# BI278 Lab#6 Notes
## Exercise 1
First, I ran `export BLASTDB="/courses/bi278/Course_Materials/blastdb"` and `echo $BLASTDB` to establish where the system should look for the BLAST database.
Next, i ran rpsblast by putting in`rpsblast -query lab_04/PROKKA_09242022.faa -db Cog -evalue 0.01 -max_target_seqs 25 -outfmt "6 qseqid sseqid evalue qcovs stitle" > PROKKA_09242022.rpsblast.table`
Then, I ran `awk -F'[\t,]' '!x[$1]++ && $4>=70 {print $1,$5}' OFS="\t" lab_06/PROKKA_09242022.rpsblast.table > lab_06/PROKKA_09242022.cog.table`. This command keep only the best COG match for each query sequence that have query coverage of at least 70.
Then, I ran `awk -F "\t" 'NR==FNR {a[$1]=$2;next} {if ($2 in a){print $1, $2, a[$2]} else {print $0}}' OFS="\t" /courses/bi278/Course_Materials/blastdb/cognames2003-2014.tab lab_06/PROKKA_09242022.cog.table > temp` which takes the first file cognames2003-2014.tab and makes a look-up table that can access the categories by COG number.

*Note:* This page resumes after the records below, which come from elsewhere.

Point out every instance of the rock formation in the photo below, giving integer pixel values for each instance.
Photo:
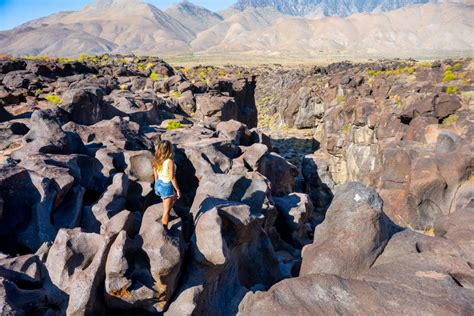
(377, 220)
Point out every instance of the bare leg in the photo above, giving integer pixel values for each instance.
(167, 205)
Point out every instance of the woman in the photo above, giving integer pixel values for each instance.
(164, 171)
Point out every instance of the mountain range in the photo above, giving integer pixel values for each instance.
(264, 27)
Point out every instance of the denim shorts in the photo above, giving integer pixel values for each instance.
(164, 189)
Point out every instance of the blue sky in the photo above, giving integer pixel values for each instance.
(15, 12)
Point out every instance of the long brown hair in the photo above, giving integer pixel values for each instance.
(164, 150)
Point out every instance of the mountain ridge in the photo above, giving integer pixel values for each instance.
(119, 26)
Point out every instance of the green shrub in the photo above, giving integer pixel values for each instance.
(341, 100)
(448, 76)
(175, 94)
(450, 119)
(64, 60)
(82, 58)
(452, 89)
(173, 125)
(374, 73)
(345, 128)
(154, 76)
(398, 100)
(149, 66)
(53, 99)
(455, 67)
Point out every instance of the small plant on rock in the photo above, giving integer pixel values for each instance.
(53, 99)
(175, 94)
(398, 100)
(341, 100)
(154, 76)
(456, 66)
(345, 128)
(452, 89)
(173, 125)
(450, 119)
(83, 58)
(149, 66)
(448, 76)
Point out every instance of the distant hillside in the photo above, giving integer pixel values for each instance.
(327, 7)
(133, 26)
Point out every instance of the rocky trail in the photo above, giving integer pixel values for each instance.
(346, 189)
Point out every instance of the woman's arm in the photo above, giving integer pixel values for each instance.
(173, 179)
(154, 173)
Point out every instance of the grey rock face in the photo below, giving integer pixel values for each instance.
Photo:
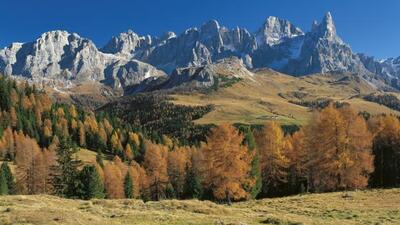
(275, 31)
(202, 46)
(319, 51)
(59, 55)
(205, 75)
(128, 59)
(388, 69)
(128, 43)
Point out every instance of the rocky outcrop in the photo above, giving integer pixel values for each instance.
(59, 55)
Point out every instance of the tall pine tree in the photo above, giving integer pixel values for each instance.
(5, 169)
(128, 186)
(65, 176)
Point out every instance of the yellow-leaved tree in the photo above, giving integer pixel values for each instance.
(226, 164)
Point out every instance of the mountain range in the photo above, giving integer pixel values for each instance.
(59, 57)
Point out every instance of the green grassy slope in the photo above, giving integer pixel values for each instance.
(362, 207)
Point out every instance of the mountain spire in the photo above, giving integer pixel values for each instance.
(327, 27)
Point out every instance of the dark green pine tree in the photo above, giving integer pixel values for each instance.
(193, 187)
(65, 177)
(5, 169)
(128, 186)
(3, 184)
(91, 185)
(255, 172)
(100, 158)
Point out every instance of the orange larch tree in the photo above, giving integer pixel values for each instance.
(226, 164)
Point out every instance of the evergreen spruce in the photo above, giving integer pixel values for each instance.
(250, 141)
(100, 158)
(193, 187)
(5, 169)
(91, 185)
(3, 184)
(65, 176)
(128, 186)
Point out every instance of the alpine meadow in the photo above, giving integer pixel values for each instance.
(211, 125)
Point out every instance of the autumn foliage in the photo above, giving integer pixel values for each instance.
(338, 149)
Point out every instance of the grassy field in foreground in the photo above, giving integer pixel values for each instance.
(362, 207)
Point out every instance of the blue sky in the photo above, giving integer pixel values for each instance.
(369, 26)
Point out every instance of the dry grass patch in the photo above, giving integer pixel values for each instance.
(360, 207)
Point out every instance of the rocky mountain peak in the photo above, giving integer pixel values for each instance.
(127, 43)
(327, 29)
(275, 30)
(211, 26)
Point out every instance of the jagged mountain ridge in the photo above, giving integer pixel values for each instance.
(59, 55)
(129, 59)
(278, 44)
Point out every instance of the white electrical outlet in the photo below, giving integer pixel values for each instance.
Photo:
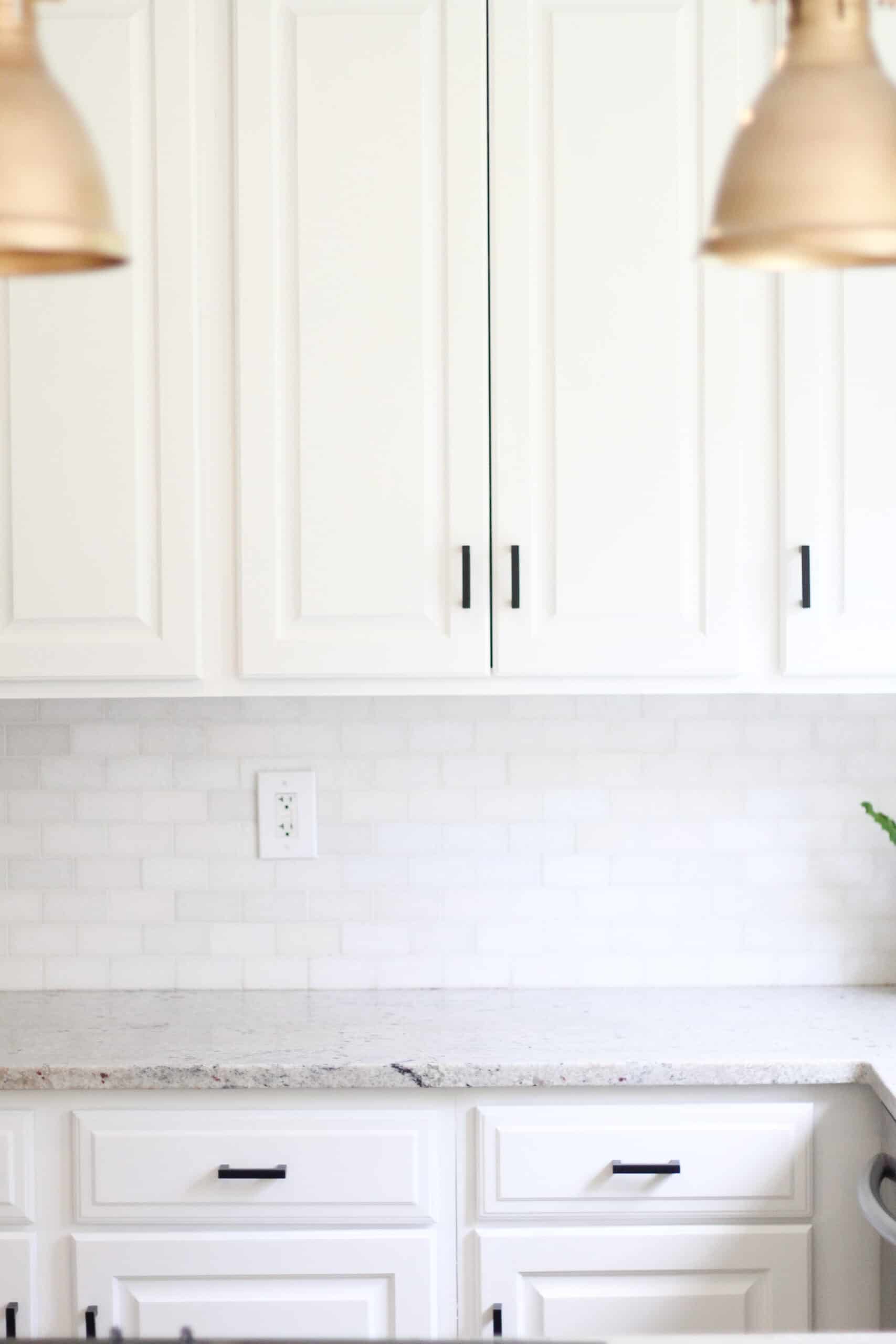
(287, 815)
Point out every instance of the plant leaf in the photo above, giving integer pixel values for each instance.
(883, 822)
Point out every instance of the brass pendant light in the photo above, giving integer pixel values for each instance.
(54, 209)
(810, 179)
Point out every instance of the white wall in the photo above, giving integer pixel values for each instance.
(464, 842)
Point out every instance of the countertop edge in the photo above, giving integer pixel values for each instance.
(434, 1076)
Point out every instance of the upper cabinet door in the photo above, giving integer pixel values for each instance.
(839, 440)
(614, 351)
(363, 337)
(99, 444)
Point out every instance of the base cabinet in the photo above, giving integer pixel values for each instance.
(409, 1215)
(285, 1285)
(597, 1283)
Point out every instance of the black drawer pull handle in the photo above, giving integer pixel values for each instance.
(805, 558)
(515, 579)
(672, 1168)
(226, 1172)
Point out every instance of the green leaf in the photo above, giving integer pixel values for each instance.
(883, 822)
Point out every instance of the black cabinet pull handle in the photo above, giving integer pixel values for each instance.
(226, 1172)
(672, 1168)
(515, 577)
(806, 575)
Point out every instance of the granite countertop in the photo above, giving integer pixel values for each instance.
(491, 1038)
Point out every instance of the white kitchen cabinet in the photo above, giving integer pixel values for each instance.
(363, 337)
(558, 1162)
(340, 1167)
(616, 401)
(436, 1266)
(99, 438)
(18, 1277)
(590, 1284)
(285, 1285)
(839, 443)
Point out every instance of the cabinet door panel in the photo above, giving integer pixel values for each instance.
(614, 354)
(363, 337)
(331, 1285)
(653, 1281)
(99, 441)
(839, 411)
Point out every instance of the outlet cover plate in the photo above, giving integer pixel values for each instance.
(272, 841)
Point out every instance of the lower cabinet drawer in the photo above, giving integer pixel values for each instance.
(164, 1166)
(602, 1281)
(262, 1285)
(568, 1162)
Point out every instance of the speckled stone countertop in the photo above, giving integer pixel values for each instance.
(492, 1038)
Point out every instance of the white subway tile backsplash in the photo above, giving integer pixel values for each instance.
(464, 842)
(38, 740)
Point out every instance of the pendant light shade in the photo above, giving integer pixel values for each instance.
(54, 209)
(810, 179)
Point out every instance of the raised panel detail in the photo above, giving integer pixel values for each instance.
(362, 277)
(99, 441)
(150, 1167)
(285, 1285)
(556, 1162)
(599, 1283)
(16, 1167)
(616, 437)
(839, 409)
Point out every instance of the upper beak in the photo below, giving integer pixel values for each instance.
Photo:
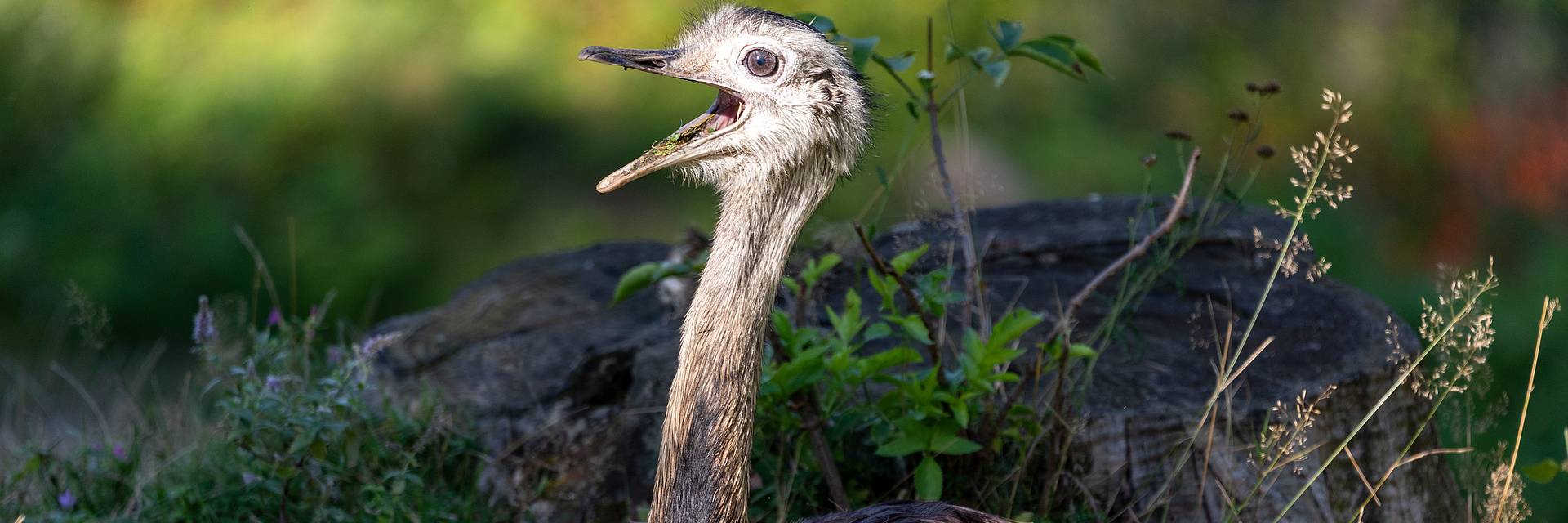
(648, 60)
(661, 61)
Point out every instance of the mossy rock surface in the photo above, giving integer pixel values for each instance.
(568, 391)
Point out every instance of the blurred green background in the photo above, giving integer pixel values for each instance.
(416, 145)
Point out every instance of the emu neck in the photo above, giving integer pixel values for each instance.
(703, 459)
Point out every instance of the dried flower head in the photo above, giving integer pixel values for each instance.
(1504, 497)
(375, 344)
(1321, 165)
(204, 330)
(1286, 436)
(1457, 330)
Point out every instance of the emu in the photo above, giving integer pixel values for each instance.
(789, 120)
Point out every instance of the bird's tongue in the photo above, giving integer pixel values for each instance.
(724, 112)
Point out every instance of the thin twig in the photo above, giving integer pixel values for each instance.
(1136, 252)
(1063, 324)
(908, 294)
(1548, 306)
(1363, 476)
(1413, 458)
(261, 266)
(960, 217)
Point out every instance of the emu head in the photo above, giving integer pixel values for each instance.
(791, 109)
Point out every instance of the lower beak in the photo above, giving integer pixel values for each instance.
(671, 150)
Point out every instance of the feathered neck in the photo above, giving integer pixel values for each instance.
(705, 453)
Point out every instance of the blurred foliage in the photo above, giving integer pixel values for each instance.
(414, 145)
(292, 436)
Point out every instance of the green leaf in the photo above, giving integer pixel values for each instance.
(1012, 327)
(960, 412)
(902, 262)
(952, 52)
(794, 286)
(980, 56)
(911, 327)
(877, 332)
(1544, 472)
(929, 480)
(998, 71)
(952, 445)
(634, 280)
(1007, 34)
(1080, 351)
(1051, 54)
(819, 22)
(898, 63)
(817, 267)
(860, 49)
(901, 446)
(1079, 51)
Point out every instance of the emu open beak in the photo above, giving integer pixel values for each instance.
(686, 143)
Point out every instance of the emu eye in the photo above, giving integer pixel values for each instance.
(763, 63)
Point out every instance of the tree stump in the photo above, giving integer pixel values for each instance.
(568, 391)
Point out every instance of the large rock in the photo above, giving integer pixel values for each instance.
(568, 391)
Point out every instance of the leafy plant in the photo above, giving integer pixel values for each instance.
(295, 434)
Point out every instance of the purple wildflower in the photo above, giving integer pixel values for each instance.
(206, 332)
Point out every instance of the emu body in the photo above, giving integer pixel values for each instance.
(789, 120)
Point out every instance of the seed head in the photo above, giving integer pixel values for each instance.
(204, 330)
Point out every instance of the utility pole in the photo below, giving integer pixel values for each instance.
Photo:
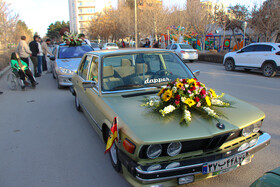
(136, 32)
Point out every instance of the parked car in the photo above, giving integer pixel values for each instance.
(156, 150)
(109, 46)
(263, 56)
(184, 51)
(65, 62)
(269, 179)
(95, 46)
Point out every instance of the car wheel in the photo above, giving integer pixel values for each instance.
(269, 70)
(77, 104)
(116, 163)
(229, 65)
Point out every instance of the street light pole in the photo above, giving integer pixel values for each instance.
(135, 11)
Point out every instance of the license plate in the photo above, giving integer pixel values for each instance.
(223, 164)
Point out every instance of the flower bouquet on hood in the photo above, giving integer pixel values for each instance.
(72, 39)
(185, 95)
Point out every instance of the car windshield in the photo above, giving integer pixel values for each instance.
(94, 45)
(185, 46)
(141, 70)
(73, 51)
(111, 45)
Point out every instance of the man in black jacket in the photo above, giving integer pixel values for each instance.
(35, 50)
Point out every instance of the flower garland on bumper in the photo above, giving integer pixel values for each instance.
(186, 94)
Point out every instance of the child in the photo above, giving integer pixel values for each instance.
(22, 69)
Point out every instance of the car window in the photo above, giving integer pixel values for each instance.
(94, 45)
(141, 70)
(262, 48)
(73, 51)
(83, 69)
(185, 46)
(248, 49)
(111, 45)
(174, 46)
(93, 73)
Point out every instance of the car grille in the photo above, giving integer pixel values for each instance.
(194, 145)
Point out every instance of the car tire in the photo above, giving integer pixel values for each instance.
(269, 70)
(229, 65)
(116, 163)
(77, 104)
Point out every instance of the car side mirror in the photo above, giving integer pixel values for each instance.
(88, 84)
(196, 73)
(52, 58)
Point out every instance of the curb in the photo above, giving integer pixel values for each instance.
(4, 71)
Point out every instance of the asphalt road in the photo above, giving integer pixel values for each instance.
(44, 141)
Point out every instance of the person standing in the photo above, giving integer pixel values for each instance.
(23, 50)
(35, 50)
(39, 57)
(46, 51)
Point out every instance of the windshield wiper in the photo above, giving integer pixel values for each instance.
(128, 86)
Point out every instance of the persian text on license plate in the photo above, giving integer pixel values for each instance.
(223, 164)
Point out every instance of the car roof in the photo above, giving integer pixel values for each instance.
(265, 43)
(125, 51)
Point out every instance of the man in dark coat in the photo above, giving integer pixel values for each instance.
(35, 50)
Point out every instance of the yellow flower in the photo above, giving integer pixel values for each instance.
(213, 93)
(180, 85)
(167, 95)
(207, 99)
(160, 92)
(190, 102)
(190, 81)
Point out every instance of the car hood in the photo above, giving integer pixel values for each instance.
(71, 63)
(148, 126)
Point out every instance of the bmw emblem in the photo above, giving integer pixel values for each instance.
(220, 126)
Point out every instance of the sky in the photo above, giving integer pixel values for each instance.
(39, 14)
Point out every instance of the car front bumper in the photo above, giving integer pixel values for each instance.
(134, 173)
(65, 80)
(189, 56)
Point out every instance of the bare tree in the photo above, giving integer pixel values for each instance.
(265, 20)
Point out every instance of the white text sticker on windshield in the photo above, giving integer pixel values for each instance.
(159, 80)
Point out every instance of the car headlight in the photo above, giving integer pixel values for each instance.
(154, 151)
(174, 148)
(65, 70)
(257, 126)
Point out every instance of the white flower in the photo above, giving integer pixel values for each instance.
(167, 110)
(187, 116)
(174, 89)
(210, 111)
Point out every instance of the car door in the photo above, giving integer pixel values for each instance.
(82, 75)
(92, 101)
(262, 53)
(245, 56)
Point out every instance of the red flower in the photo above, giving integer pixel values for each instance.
(192, 89)
(197, 99)
(203, 92)
(177, 97)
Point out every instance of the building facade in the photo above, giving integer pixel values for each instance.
(81, 12)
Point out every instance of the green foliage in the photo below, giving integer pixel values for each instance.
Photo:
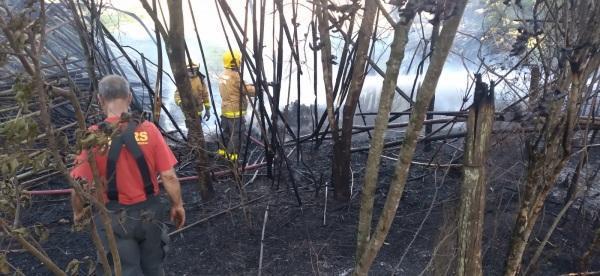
(19, 130)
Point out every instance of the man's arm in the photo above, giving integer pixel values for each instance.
(173, 189)
(250, 90)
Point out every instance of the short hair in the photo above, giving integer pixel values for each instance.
(113, 87)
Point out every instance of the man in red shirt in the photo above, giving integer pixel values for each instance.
(128, 171)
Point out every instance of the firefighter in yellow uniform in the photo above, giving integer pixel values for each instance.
(233, 104)
(199, 91)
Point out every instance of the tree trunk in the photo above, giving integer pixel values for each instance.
(340, 168)
(426, 91)
(381, 123)
(175, 44)
(472, 205)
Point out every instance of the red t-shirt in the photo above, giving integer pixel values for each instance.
(130, 185)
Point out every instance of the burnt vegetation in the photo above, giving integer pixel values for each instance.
(506, 183)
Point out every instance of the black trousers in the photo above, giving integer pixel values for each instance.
(142, 239)
(231, 132)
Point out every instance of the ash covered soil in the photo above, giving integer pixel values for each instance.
(300, 241)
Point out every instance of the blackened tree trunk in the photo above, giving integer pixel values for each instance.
(341, 159)
(549, 149)
(175, 45)
(415, 126)
(472, 200)
(381, 122)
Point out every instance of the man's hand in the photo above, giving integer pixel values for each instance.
(178, 215)
(78, 215)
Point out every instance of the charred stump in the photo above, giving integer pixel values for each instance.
(472, 203)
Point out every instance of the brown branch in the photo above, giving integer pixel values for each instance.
(44, 259)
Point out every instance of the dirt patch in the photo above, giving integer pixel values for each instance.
(298, 242)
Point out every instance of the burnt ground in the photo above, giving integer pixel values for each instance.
(298, 243)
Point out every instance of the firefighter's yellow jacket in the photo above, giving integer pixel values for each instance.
(199, 92)
(229, 87)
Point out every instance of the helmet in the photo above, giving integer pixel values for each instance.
(232, 59)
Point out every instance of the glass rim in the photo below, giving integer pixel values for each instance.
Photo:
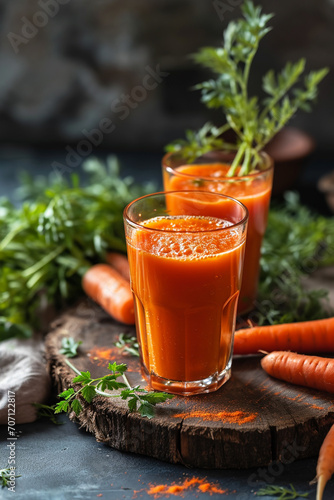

It then takes the second file
PROKKA_09242022.cog.table and goes through it row by row and looks up what category the COG number in that row belongs to. It then writes the row along with the COG category that it looked up and stores it in a new file.
next, I ran `awk -F "\t" '{if ( length($3)>1 ) { $3 = substr($3, 0, 1) } else { $3 = $3 }; print}' OFS="\t" lab_06/temp > lab_06/temp2`, which This command keeps the first category (letter) from the third field. We want to do this because COGs can belong to multiple functional categories but the first one is its primary category.
I ran `awk -F "\t" 'NR==FNR {a[$1]=$2;next} {if ($3 in a){print $0, a[$3]} else {print $0}}' OFS="\t" /courses/bi278/Course_Materials/blastdb/fun2003-2014.tab lab_06/temp2 > lab_06/PROKKA_09242022.cog.categorized`. This command is to have a full description of the functional category as well.
At last, ran `rm lab_06/temp lab_06/temp2` to remove the temp and temp2 file which we don't need anymore
## Exercise 2
I first made a new directory myblastdb to have my own BLAST database
Then, I ran `export BLASTDB="/courses/bi278/Course_Materials/blastdb:/home2/khirat24/myblastdb"` , then `makeblastdb -in lab_04/PROKKA_09242022.faa -dbtype prot -title genomename_prot -out myblastdb/genomename_prot -parse_seqids` to make protein databases
I ran `makeblastdb -in lab_04/PROKKA_09242022.ffn -dbtype nucl -title genomename_nucl -out myblastdb/genomename_nucl -parse_seqids` to make nucleotide databases
`blastdb_aliastool -dbtype prot -title 4burk_prot -out myblastdb/4burk_prot -dblist "bb395_prot bb433_prot bh155_prot bh69_prot "` This is to make custom databases with four sequences, but she told me I don't have to do it
## Exercise 3
I first made `mkdir lab_06_3`, then I ran `cp /courses/bi278/Course_Materials/lab_06/*.faa lab_06_3` which copied all faa files to my directory. I ran `orthofinder -f lab_06_3/ -X` which created my own data. `mv lab_06_3/OrthoFinder/Results_Oct25/ .` to move the result to the home.